After two hours of nothing but men’s voices, Stacey Tappan’s bright, chirpy Forest Bird in Act 2 was a welcome change. This bird was onstage and very human – a girl in multicolored (c. 1960s) trousers who was intrigued by Siegfried and decided to help him. The concept fit Zambello’s forest-less world, even if the character wasn’t quite coherent. (Why could she speak sometimes but not always? How did she know the uses of the Tarnhelm and Ring, and how did she know about Brünnhilde? Was she afraid of Siegfried, or drawn to him?) Ronnita Miller made a brief but arresting appearance as Erda, singing in a deeply rooted voice that rumbled like thunder. In the last part of the third act, Siegfried finally awakened Brünnhilde, who gave us the most glorious singing of the whole opera. Soaring high notes on “Heil dir” are a requirement for a good Brünnhilde, and Iréne Theorin did not disappoint. Where she astonished, though, was the honeyed, floating sound she spun for “Ewig war ich, ewig bin ich…” The aching beauty of her sudden, quiet sweetness caused gasps in the audience around me.

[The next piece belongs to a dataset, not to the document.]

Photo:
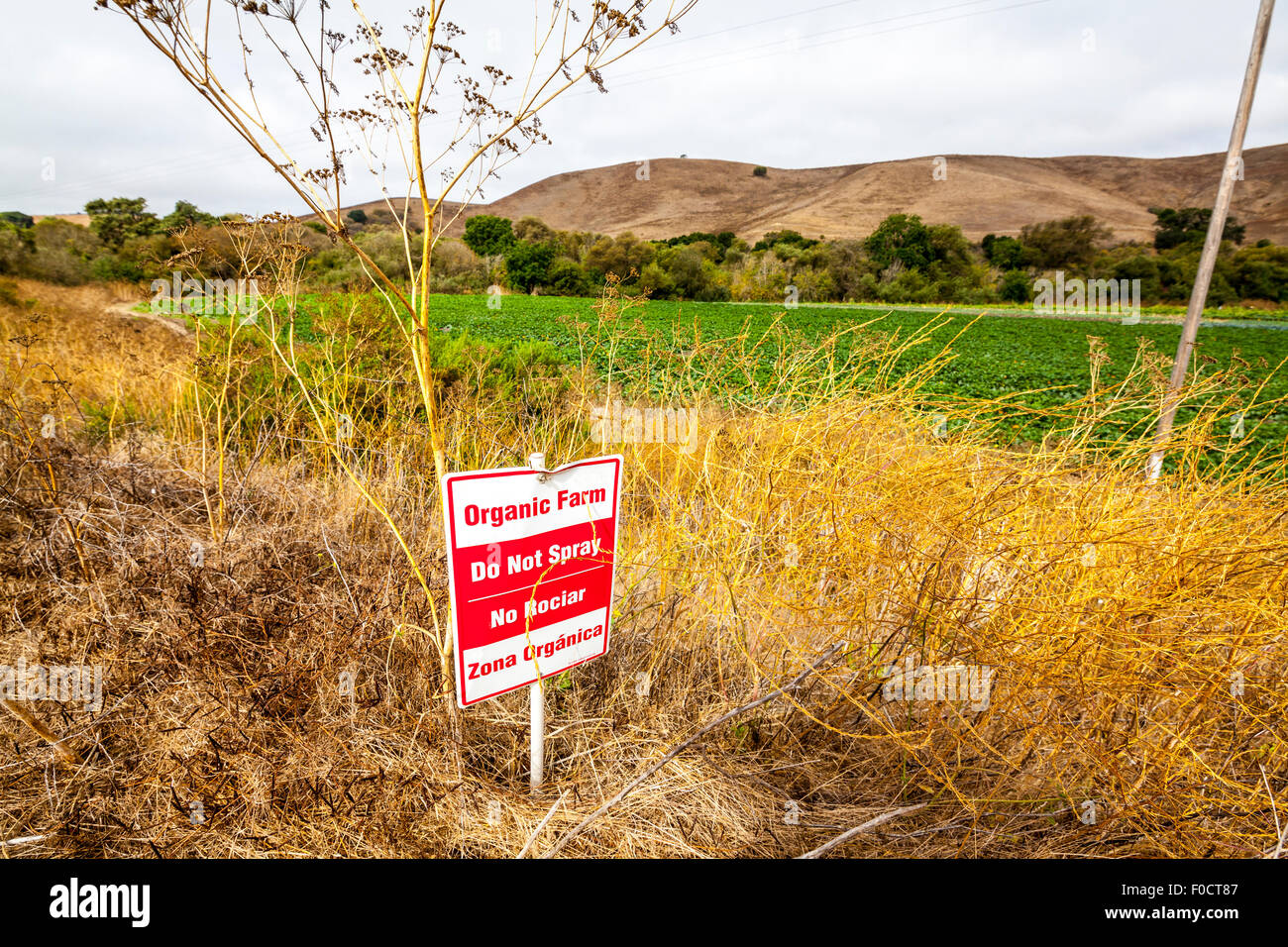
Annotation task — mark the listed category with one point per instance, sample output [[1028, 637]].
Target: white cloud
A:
[[748, 80]]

Rumor has it that conductor Donald Runnicles was under the weather on Friday night. It didn’t show in the orchestra’s playing. Tempi were blessedly fast. (Siegfried has a tendency to drag, but Runnicles paced it well.) Musical highlights included ominous drums near the end of the second act (as Siegfried pondered burning the bodies) and house-shaking blasts in the Act 3 prelude. Special mention goes to Laura Griffiths for comically sour notes on the English horn in Siegfried’s reed scene and to Kevin Rivard for perfect French horn solos.